Yes, it’s a pity we couldn’t send Stalin to Hell along with Hitler. (If nothing else, it would have saved us a half-century of the Cold War and tens of thousands of American deaths in Korea and Vietnam.) But that wasn’t to be, regardless of what decisions were made at Yalta.
In an interview with The Washington Times (published on May 17), Buchanan complains that he has little in common with many folks who say they’re conservatives. Buchanan: There are "a lot of people who call themselves conservatives but who, on many issues, I just don’t consider as conservative. They are big government people."

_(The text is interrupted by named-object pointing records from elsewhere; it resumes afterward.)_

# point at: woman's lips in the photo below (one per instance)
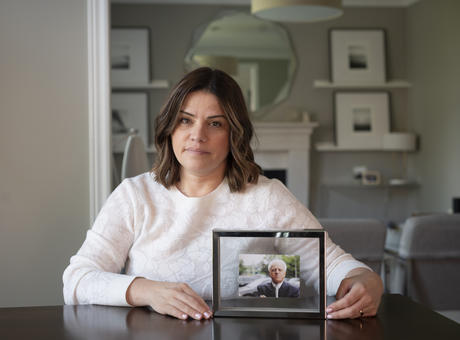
(196, 151)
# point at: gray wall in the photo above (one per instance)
(172, 28)
(44, 182)
(433, 53)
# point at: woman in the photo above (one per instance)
(157, 226)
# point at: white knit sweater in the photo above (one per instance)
(162, 235)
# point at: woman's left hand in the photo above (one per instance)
(358, 295)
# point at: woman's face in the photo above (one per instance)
(201, 138)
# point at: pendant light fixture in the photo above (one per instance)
(297, 10)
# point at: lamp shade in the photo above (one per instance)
(297, 10)
(399, 141)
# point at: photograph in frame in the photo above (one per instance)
(269, 275)
(361, 119)
(357, 56)
(130, 56)
(244, 286)
(129, 116)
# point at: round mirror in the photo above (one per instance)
(258, 54)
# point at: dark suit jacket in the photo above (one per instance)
(286, 290)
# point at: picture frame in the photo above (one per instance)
(371, 177)
(130, 55)
(361, 119)
(357, 56)
(129, 116)
(228, 245)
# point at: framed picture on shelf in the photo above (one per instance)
(130, 56)
(357, 56)
(370, 177)
(361, 119)
(129, 115)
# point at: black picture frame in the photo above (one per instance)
(287, 308)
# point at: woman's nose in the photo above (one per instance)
(198, 132)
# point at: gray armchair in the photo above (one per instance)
(428, 266)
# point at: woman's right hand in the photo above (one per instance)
(175, 299)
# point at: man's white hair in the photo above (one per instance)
(277, 261)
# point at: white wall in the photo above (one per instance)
(433, 52)
(44, 177)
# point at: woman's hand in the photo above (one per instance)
(358, 295)
(175, 299)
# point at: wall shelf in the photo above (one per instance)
(395, 83)
(331, 147)
(358, 185)
(154, 85)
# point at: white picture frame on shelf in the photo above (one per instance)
(129, 115)
(361, 119)
(130, 56)
(357, 56)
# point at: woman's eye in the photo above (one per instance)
(216, 124)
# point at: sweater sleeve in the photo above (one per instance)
(295, 215)
(93, 275)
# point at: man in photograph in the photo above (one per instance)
(277, 287)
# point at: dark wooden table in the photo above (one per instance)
(398, 318)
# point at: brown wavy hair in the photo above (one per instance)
(241, 167)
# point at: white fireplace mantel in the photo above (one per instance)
(286, 145)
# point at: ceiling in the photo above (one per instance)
(346, 3)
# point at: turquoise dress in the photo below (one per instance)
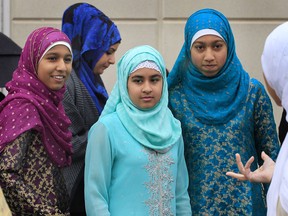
(210, 152)
(123, 177)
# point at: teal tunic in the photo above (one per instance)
(210, 152)
(122, 177)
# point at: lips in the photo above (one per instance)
(58, 77)
(148, 98)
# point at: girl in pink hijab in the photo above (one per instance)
(34, 135)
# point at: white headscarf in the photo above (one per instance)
(275, 66)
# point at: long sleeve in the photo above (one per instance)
(98, 165)
(20, 194)
(266, 138)
(183, 206)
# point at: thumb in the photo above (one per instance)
(264, 156)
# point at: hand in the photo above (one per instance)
(263, 174)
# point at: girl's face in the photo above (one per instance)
(145, 87)
(55, 67)
(106, 60)
(209, 54)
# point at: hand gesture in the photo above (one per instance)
(262, 174)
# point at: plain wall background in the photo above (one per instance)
(159, 23)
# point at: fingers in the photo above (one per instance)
(239, 163)
(238, 176)
(264, 156)
(249, 162)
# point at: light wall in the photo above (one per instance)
(160, 23)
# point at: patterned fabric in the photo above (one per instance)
(30, 104)
(4, 208)
(92, 33)
(247, 128)
(216, 100)
(155, 128)
(31, 183)
(123, 177)
(210, 152)
(275, 63)
(159, 169)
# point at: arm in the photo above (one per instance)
(183, 206)
(98, 165)
(20, 193)
(263, 174)
(265, 131)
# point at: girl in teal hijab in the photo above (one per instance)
(222, 112)
(135, 157)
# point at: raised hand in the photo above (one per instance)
(262, 174)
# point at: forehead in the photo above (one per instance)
(145, 72)
(209, 39)
(59, 49)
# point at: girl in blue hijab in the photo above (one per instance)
(222, 111)
(135, 154)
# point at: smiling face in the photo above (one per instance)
(145, 87)
(55, 67)
(209, 54)
(106, 60)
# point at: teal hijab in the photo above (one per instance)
(213, 100)
(155, 128)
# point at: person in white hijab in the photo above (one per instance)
(275, 67)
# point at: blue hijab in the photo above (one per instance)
(155, 128)
(91, 33)
(213, 100)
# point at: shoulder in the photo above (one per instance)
(256, 83)
(256, 86)
(109, 122)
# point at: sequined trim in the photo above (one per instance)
(159, 185)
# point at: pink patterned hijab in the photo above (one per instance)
(30, 104)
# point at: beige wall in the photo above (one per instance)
(160, 23)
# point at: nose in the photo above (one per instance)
(147, 87)
(112, 59)
(61, 66)
(209, 55)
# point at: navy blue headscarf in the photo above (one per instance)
(213, 100)
(91, 33)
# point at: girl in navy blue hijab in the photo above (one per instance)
(92, 34)
(222, 112)
(95, 39)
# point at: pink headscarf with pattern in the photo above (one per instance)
(30, 104)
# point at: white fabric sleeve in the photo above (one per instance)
(183, 206)
(98, 164)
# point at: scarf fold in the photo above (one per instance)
(213, 100)
(32, 105)
(274, 61)
(155, 128)
(91, 33)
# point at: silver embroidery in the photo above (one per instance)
(159, 185)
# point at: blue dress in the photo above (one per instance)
(122, 177)
(220, 116)
(210, 152)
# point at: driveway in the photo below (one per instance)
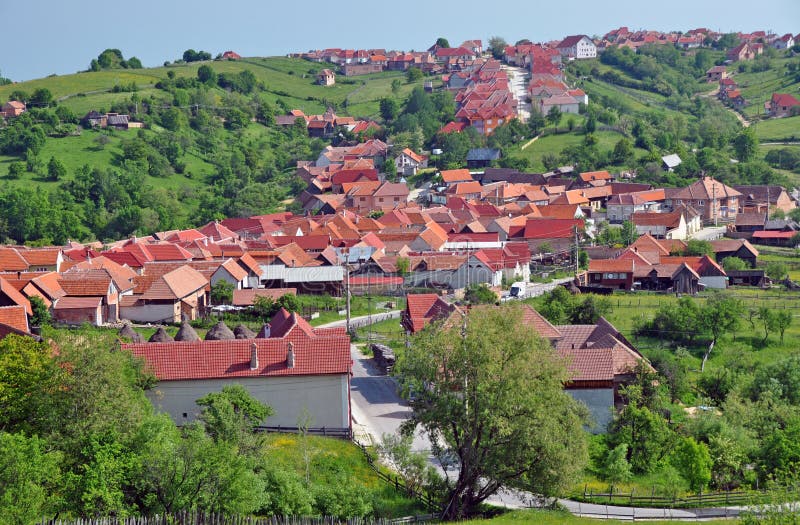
(518, 84)
(710, 233)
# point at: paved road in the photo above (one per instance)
(378, 409)
(518, 83)
(710, 233)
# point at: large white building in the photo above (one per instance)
(291, 367)
(577, 47)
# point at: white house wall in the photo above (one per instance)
(326, 398)
(151, 313)
(600, 402)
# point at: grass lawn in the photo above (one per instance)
(552, 517)
(778, 129)
(292, 80)
(334, 461)
(758, 87)
(555, 143)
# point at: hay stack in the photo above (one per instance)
(161, 336)
(126, 332)
(242, 332)
(186, 333)
(220, 332)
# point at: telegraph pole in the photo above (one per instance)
(577, 252)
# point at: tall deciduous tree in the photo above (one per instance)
(491, 397)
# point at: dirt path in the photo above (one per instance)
(534, 139)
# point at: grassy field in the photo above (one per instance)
(333, 462)
(555, 143)
(758, 87)
(289, 79)
(551, 517)
(778, 129)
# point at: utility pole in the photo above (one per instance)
(714, 200)
(577, 252)
(346, 252)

Perhaps. But then what can we say of a utopian who won’t fight unless we can assure him the outcome of a perfect world?
If there ever was a conflict worth fighting, it was World War II. If you ask the average Pole, Hungarian, Czech, or Lithuanian, they’ll probably say the same – even if they did have to endure a half-century of Communism as a result.
Buchanan owes a cosmic apology to the families of the Americans who fell at Omaha Beach, the Battle of the Bulge, and in the North African and Italian campaigns. To the survivors of Auschwitz, Dachau, and Bergen-Belsen, there’s really nothing he can say that they’d be interested in hearing.
Don Feder is a former Boston Herald writer who is now a political/communications consultant. He also maintains his own website, DonFeder.com.